BMC helps itself too with the effort. First by giving itself the option to match the individual strength of a particular partner to a corresponding component of BMC's diverse technology stack, controlling quality. And second, by not having to spend the money to grow its own professional services team, explained Donahoo.
"Our professional services group has not been growing. They are very lean, and there is nobody to fulfill," said Donahoo. "So our professional services strategy is we want to sell the partners' services. We don't want them to have to sell ours because that puts us in competition with them for service revenue."

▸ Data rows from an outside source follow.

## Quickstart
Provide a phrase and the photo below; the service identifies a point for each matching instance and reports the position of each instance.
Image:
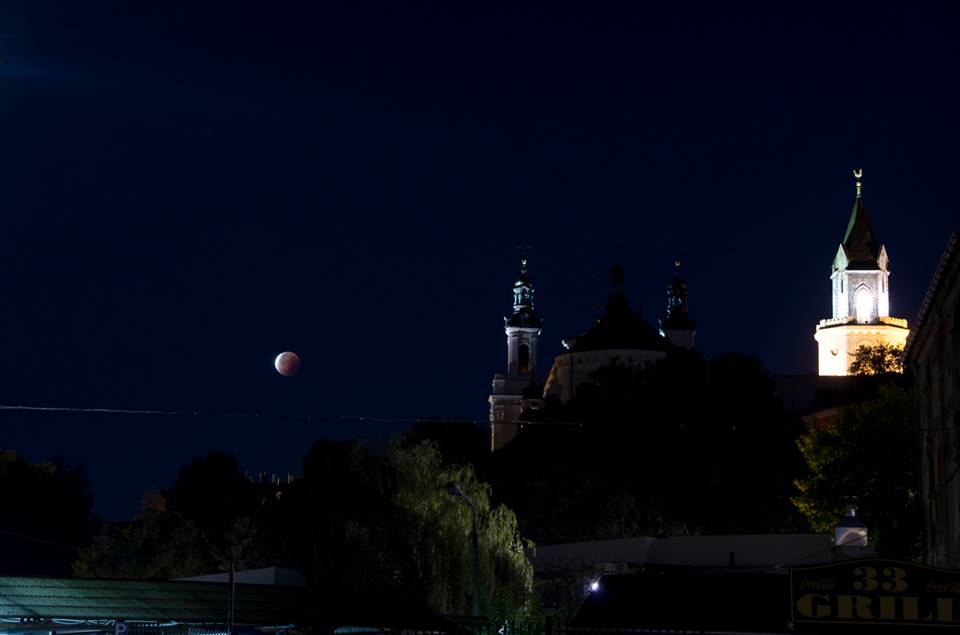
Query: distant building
(519, 383)
(933, 353)
(861, 296)
(621, 336)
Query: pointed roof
(523, 313)
(860, 243)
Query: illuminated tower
(861, 296)
(677, 326)
(511, 390)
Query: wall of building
(934, 356)
(572, 369)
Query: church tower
(861, 296)
(677, 326)
(518, 387)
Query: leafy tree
(158, 544)
(213, 493)
(680, 447)
(52, 504)
(366, 522)
(880, 359)
(868, 458)
(203, 523)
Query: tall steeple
(515, 389)
(861, 295)
(860, 243)
(678, 327)
(523, 313)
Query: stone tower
(677, 326)
(519, 385)
(861, 296)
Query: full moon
(287, 363)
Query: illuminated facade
(621, 336)
(677, 326)
(933, 353)
(861, 297)
(517, 389)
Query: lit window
(864, 305)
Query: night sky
(190, 189)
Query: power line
(207, 413)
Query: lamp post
(454, 490)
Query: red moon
(287, 363)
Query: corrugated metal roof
(96, 599)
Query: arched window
(523, 361)
(863, 302)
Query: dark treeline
(686, 446)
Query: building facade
(620, 336)
(933, 354)
(518, 387)
(861, 297)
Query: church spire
(859, 241)
(677, 326)
(523, 313)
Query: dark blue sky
(188, 191)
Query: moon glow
(287, 363)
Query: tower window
(864, 305)
(523, 359)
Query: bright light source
(864, 305)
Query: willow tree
(868, 458)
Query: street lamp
(454, 490)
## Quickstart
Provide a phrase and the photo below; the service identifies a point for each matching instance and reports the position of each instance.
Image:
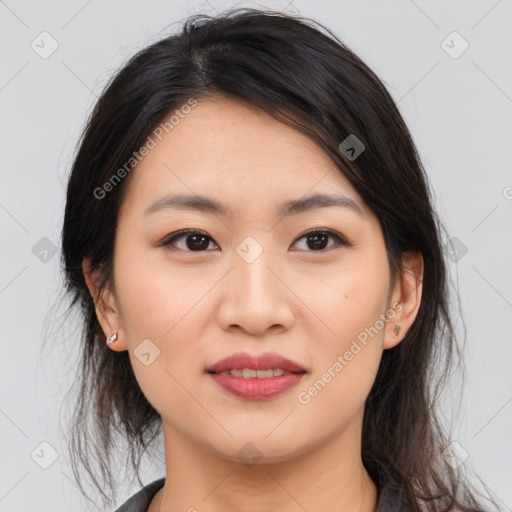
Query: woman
(249, 235)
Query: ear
(405, 298)
(106, 309)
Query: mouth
(255, 377)
(251, 373)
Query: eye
(318, 239)
(194, 240)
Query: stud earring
(112, 338)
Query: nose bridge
(257, 282)
(255, 298)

A two-tier distribution model is also an option on BMC's table, Donahoo added. BMC has already engaged in talks with Westminster, Colo.-based distributor GE Access to possibly embark on a reseller relationship between the two companies. "We still are analyzing a two-tier distribution model," Donahoo said, adding that any decision on that front could be as far as 18 months away. In the meantime, BMC is taking what it has as far as in-house professional services skills and focusing them on different geographies to educate the VARs who will perform the services work for the vendor, Donahoo said.

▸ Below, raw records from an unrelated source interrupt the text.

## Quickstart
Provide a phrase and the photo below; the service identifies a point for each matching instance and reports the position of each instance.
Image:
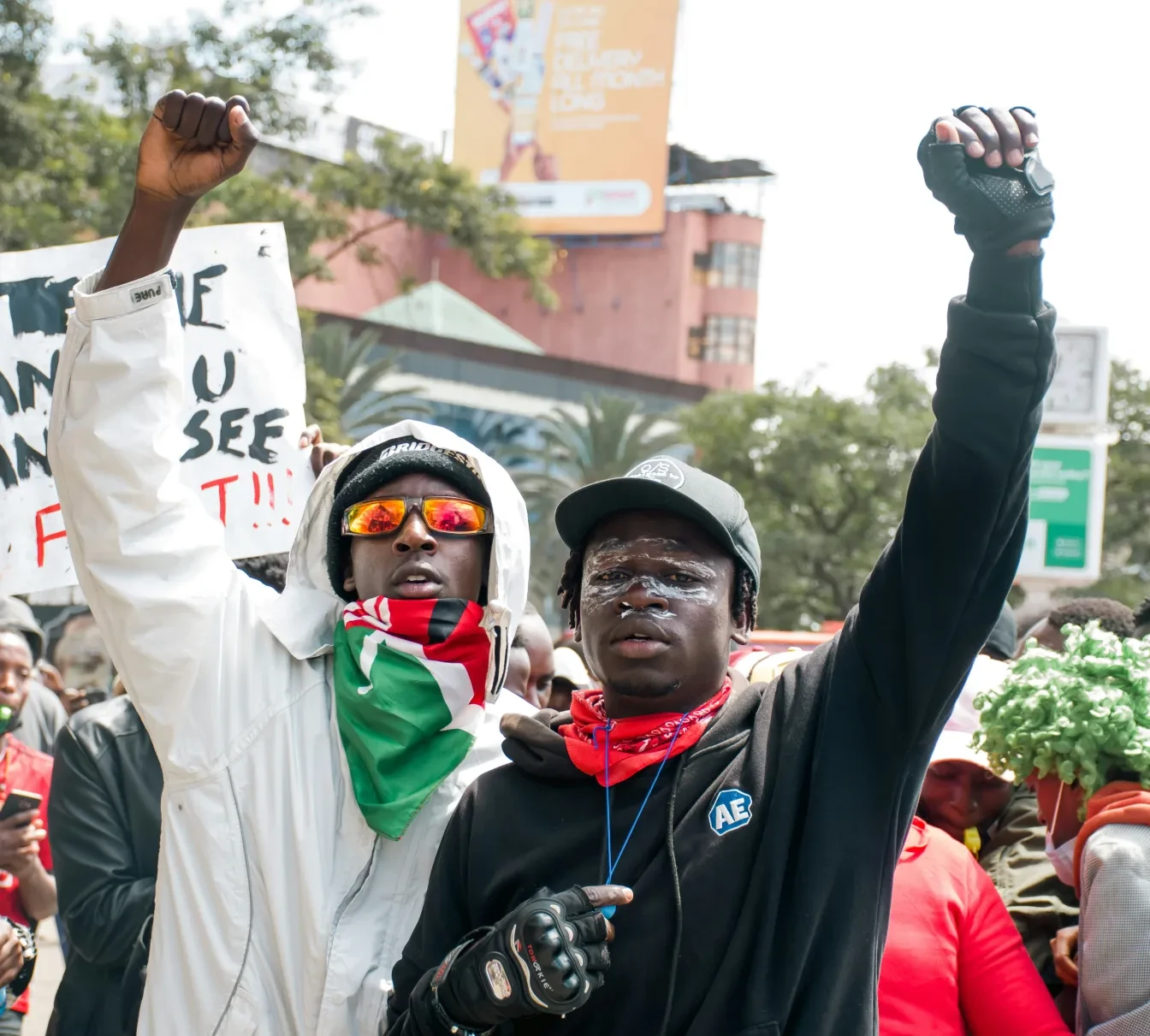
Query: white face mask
(1062, 856)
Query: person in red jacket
(955, 965)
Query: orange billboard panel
(565, 106)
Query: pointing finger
(210, 121)
(170, 107)
(190, 121)
(601, 896)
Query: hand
(20, 841)
(559, 939)
(12, 953)
(983, 166)
(1064, 946)
(193, 145)
(322, 453)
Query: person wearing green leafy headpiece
(1076, 725)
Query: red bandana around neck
(636, 743)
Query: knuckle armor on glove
(993, 208)
(543, 958)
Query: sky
(858, 260)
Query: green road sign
(1067, 487)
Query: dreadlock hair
(1142, 619)
(1113, 617)
(1082, 713)
(744, 608)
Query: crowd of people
(363, 788)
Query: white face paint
(666, 571)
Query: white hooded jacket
(278, 909)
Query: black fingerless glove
(24, 976)
(547, 956)
(993, 208)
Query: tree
(343, 370)
(1126, 532)
(823, 480)
(606, 441)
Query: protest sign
(243, 397)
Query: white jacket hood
(304, 617)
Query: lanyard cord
(614, 861)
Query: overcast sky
(858, 260)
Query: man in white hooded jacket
(315, 743)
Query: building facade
(679, 306)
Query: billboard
(1067, 498)
(565, 106)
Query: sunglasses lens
(375, 518)
(448, 515)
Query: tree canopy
(823, 480)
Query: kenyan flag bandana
(411, 682)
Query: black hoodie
(762, 864)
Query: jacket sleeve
(443, 925)
(933, 598)
(104, 903)
(150, 560)
(999, 992)
(1036, 901)
(1115, 932)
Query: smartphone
(20, 802)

Education for BMC partners performing service fulfillment is critical, because by the company's own admission, BMC's diverse technology stack is no easy nut to crack. BMC offers an IT solution menu that rivals IBM's Tivoli, Hewlett-Packard's OpenView, and Computer Associates International's Unicenter in the current race to couple complex IT infrastructures with real business processes. Like its rivals, BMC can compete at the application management layer, the infrastructure layer, and in the realm of change and configuration management, with ways to plug just about anything else in, Donahoo said. This is a big reason for keeping service delivery partners within the confines of their core competencies, he said.
BMC will also assist in the oversight of the subcontracting of multiple partners during a complex deployment--another quality-control measure.
"For example, you take a scheduling partner that's really strong in scheduling. And you have another partner who is really strong in process consulting or business process engineering, and we hook them up together as partners," said Donahoo.
BMC's own territory managers will act as channel managers that partners performing services can "fall back on for a knowledge base of who has expertise in which area of BMC technology," said Donahoo. "Inside sales groups act the same. They have leads and are incented to give them to a partner."
BMC wants to hear from prospective partners right away. The company's goal is to increase its indirect sales for all its business units by 20 percent, said Paige Erickson, worldwide vice president of channels and alliances.
"Four years ago we were on a path to our own professional services organization," Erickson said. "Part of that not happening was the economy, and other things. But BSM [Business Service Management] requires services, and our partners want a program like this. They find it very appealing, because services is where they make money."